Even in our digital age, some jobs remain almost as dirty and dangerous as ever. Mining is a prime example — with miners facing risks ranging from fire to falling rock and entrapment — but this industry is beginning to change.
From robotic drills to self-driving ore trucks, automation is bringing a new measure of safety to mines — and boosting the efficiency with which we obtain the precious minerals used to make the trappings of the modern world, from cars and buildings to our electronic devices.
Ultimately, we may see “fully automated ‘man-less’ mines that are completely operated by machines,” Dr. Bernhard Jung, a professor of computer science at Freiberg University of Mining and Technology in Germany, told NBC News MACH in an email. Automation means mines of the future could exist on the ocean floor and even in space. “Making use of robots may be our only chance to ever extract minerals in such areas,” Jung says.

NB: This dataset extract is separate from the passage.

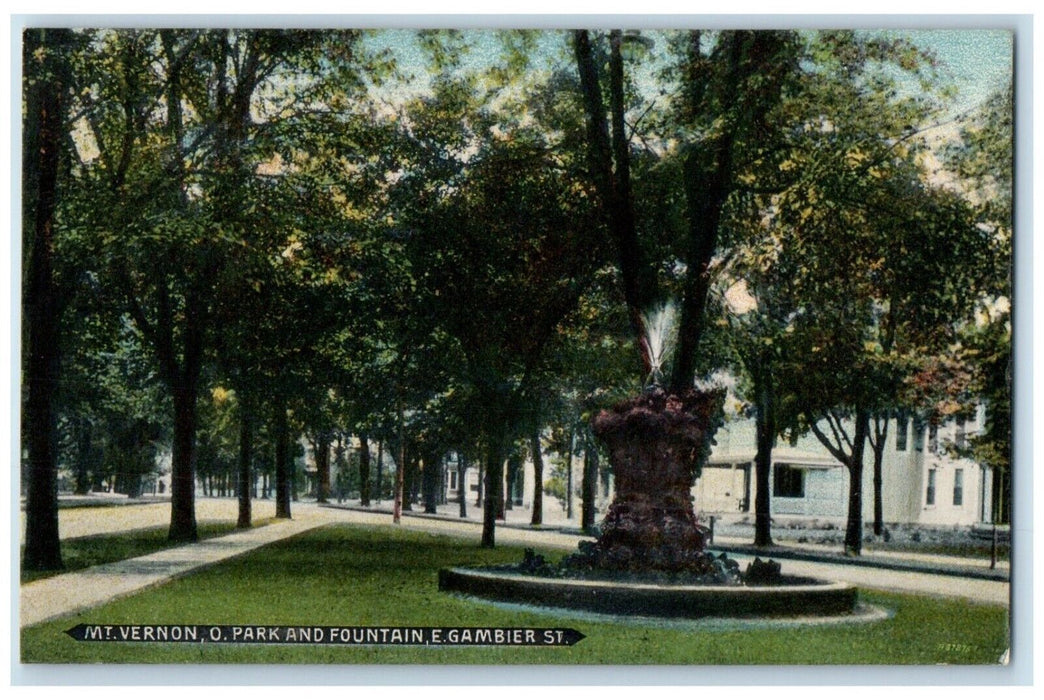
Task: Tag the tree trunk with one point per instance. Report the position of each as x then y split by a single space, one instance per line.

And just as aerial drones can be flown by pilots thousands of miles away, automated mining operations can be supervised from a distance. “You can operate these robots remotely from halfway across the world,” says Dr. Herman Herman, director of the National Robotics Engineering Center at Carnegie Mellon University in Pittsburgh. For example, he said, “That will allow people in the Midwest to work and operate mining equipment in Australia.”
Self-driving ore carriers
Mining automation is already appearing in the form of self-driving ore-carrying vehicles. These monstrous trucks, which use the same suite of technologies seen in other autonomous vehicles, stay on the job virtually 24/7 — with no need for driver breaks or shift changes.